Laura J. Martin
2020 Hellman Fellow
Assistant Professor of Environmental Studies and Faculty Affiliate in History
Project Title: The History and Politics of Ecological Restoration
Project Description: Laura Martin will use her Hellman Fellowship to support her research costs while she is in residency at the Stanford Humanities Center at Stanford University during the 2020-2021 academic year. While on leave she will complete her first book project, tentatively titled “Saving Species: The History and Politics of Ecological Restoration.” This book project is an outgrowth of Laura’s ongoing research on the ecological restoration movement. Ecological restoration is a subfield of ecology and environmental studies that gained importance during the 20th century, and in the 21st century has become crucial to global responses to both rapidly changing climates and environments. “Saving Species” analyzes ecological restoration’s transformation from an obscure hobby to an international undertaking and explores the movement’s history as an idea, a practice, and a scientific discipline in the US from 1910 to the present. “Saving Species” asks: How does the history of restoration map onto the history of scientific ecology? When and why were protected areas reframed as areas for the restoration of biodiversity? What can the history of ecological restoration tell us about how Americans relate to their national past?

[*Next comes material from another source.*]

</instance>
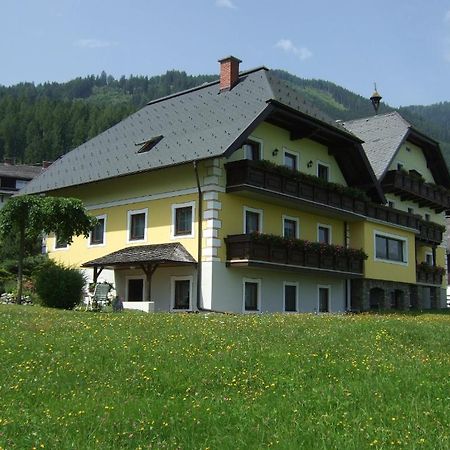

Through analyzing diverse archives, “Saving Species” reveals surprising historical connections among amateur naturalists, professional ecologists, The Nature Conservancy, the US Fish and Wildlife Service, and the US Atomic Energy Commission.
Laura’s residency at Stanford will connect her with new colleagues and expose her to emerging research in environmental studies that will inform both her research and teaching. She will also workshop chapters of “Saving Species” and seek feedback on the manuscript from her new colleagues as she prepares it for publication.
Laura hopes to submit the manuscript of “Saving Species” to Harvard University Press for peer review by winter 2020.